O's greats a glimpse of what baseball has lost

August 20, 2002|By MICHAEL OLESKER

ON SUNDAY, the Baltimore Orioles inducted Hoyt Wilhelm into their Hall of Fame. Some of us still remember the day Wilhelm no-hit the New York Yankees. It was 1958. The day was overcast. Gus Triandos hit a home run. Billy Gardner, cheek bursting with chewing tobacco, caught the last out.

Some of us remember the details because we were still kids back then. To watch a baseball game is to gain entrance to childhood for a few hours at a time.
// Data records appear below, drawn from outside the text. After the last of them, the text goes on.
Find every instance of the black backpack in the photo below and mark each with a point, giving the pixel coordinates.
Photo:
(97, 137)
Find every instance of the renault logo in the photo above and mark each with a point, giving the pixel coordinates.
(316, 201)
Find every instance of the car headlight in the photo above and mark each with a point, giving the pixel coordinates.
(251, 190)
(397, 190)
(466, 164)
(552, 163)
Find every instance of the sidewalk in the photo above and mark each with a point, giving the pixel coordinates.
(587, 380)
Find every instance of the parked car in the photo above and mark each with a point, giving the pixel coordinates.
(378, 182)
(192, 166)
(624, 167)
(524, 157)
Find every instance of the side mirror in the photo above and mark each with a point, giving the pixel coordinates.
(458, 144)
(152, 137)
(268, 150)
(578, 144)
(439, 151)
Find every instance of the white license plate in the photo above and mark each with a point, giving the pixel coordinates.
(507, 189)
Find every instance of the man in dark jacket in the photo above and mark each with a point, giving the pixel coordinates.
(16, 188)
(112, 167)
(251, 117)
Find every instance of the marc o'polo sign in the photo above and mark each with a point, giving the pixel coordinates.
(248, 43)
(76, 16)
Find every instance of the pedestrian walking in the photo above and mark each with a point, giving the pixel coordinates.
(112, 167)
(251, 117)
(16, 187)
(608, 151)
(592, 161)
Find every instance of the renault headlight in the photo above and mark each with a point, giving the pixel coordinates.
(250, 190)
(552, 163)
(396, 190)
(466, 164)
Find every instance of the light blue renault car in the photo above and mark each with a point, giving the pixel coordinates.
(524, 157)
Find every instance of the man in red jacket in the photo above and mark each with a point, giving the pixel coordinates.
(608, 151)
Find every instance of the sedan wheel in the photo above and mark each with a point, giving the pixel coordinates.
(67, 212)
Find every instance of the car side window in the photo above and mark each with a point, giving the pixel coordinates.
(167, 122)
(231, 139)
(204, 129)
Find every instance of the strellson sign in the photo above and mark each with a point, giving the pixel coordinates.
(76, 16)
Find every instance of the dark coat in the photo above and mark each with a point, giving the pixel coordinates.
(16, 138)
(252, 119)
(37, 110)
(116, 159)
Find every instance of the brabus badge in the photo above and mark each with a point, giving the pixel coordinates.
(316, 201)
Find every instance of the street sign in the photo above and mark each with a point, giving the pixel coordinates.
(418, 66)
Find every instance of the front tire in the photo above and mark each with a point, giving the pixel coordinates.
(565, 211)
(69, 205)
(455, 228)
But the ballplayers are about to kill off a whole generation of the young at heart if they go through with their insane talk of a labor strike Aug. 30.

What the players don't seem to understand is this: We have other things on our minds now. Not only football games, not only kids returning to school, and terrorist nightmare worries and the fate of our diminishing 401(k)s, but a whole different pace of life than we knew when some of us first embraced baseball.

On Sunday, Wilhelm was joined in the Orioles Hall of Fame by pitcher Dennis Martinez and announcer Rex Barney. How far back do they go? The first time I saw Dennis Martinez, he was standing on 33rd Street outside Memorial Stadium. The game had been over for nearly an hour, and there was the rookie Martinez in a line of people. He was waiting to catch an MTA bus to go home.

Can anyone imagine such a thing today? The average major leaguer now makes about $2 million a year. They can buy their own buses. They can buy entire fleets of limousines if they choose.

Today, the ballplayers retire and cross-fertilize their millions for the rest of their lives. Rex Barney, who pitched half a century ago, spent his post-pitching years first tending bar at the old Pimlico Hotel on Park Heights Avenue and then talking baseball on the radio to supplement his public-address announcing at the ballpark.

What we remember affectionately about these three guys isn't just their ability, but their staying power. In the press box Sunday, Mike Flanagan remembered Barney's voice on the P.A. system as a kind of "security blanket" when Flanny was still pitching here. Barney announced for a couple of decades. Martinez was here long enough to win a hundred games. Wilhelm was here during a time when everybody seemed to stick around.

OK, the game was different years ago. The players got played for chumps by owners who had smart lawyers on their side, and the reserve clause bound athletes to teams until the teams decided to dump them. Paybacks, as we've seen since Curt Flood first took organized baseball to court, are hell.

But they've mostly been hell on the fans - and it's baseball that's about to pay a price it probably cannot imagine, even now.

Hoyt Wilhelm's no-hitter was in the summer of 1958. That December, in the dusk at Yankee Stadium, the Baltimore Colts ushered the modern age of pro football into American life. Also, the age of modern sports marketing. In the world of sports, and entertainment, nothing since has ever been the same.

It's not just football, it's the saturation coverage of all entertainment, and the ability to call any of it onto our TV screens - or get rid of it - at an instant twitch of the thumb. We move now to different rhythms. Baseball, for all that we treasure it, relies as much on history, on sentiment, on the collection of arcane statistics and old black-and-white memory footage cluttering our heads, as it does on contemporary action.

Those of us who grew up when the game still dominated the sports pages listened to it on the radio every night because it was better than watching Arthur Godfrey. Our entertainment choices were much narrower. Thus the game was not just our national pastime, but our national narrative. We're sentimental about such things.

But sentiment only goes so far. And the truth is, it's a long time now since kids embraced baseball the way they once did. They have other, faster-paced diversions. Only thoroughbred horse racing has failed more noticeably to latch on to coming generations of fans as baseball has.

The ballplayers justify their salaries now by claiming they aren't just athletes - they're entertainers. But, like any entertainment, we can turn away and choose something else to amuse us. In the old days, they weren't just athletes but part of the community by reason of longevity. When they got the freedom to move, they moved so quickly we barely had time to learn their names.

Thus, passions become mere diversions. Thus, loyalties fade. If the ballplayers walk, they take the happy heart of the child out of their game. We will find other pleasures, and some of us will not look back.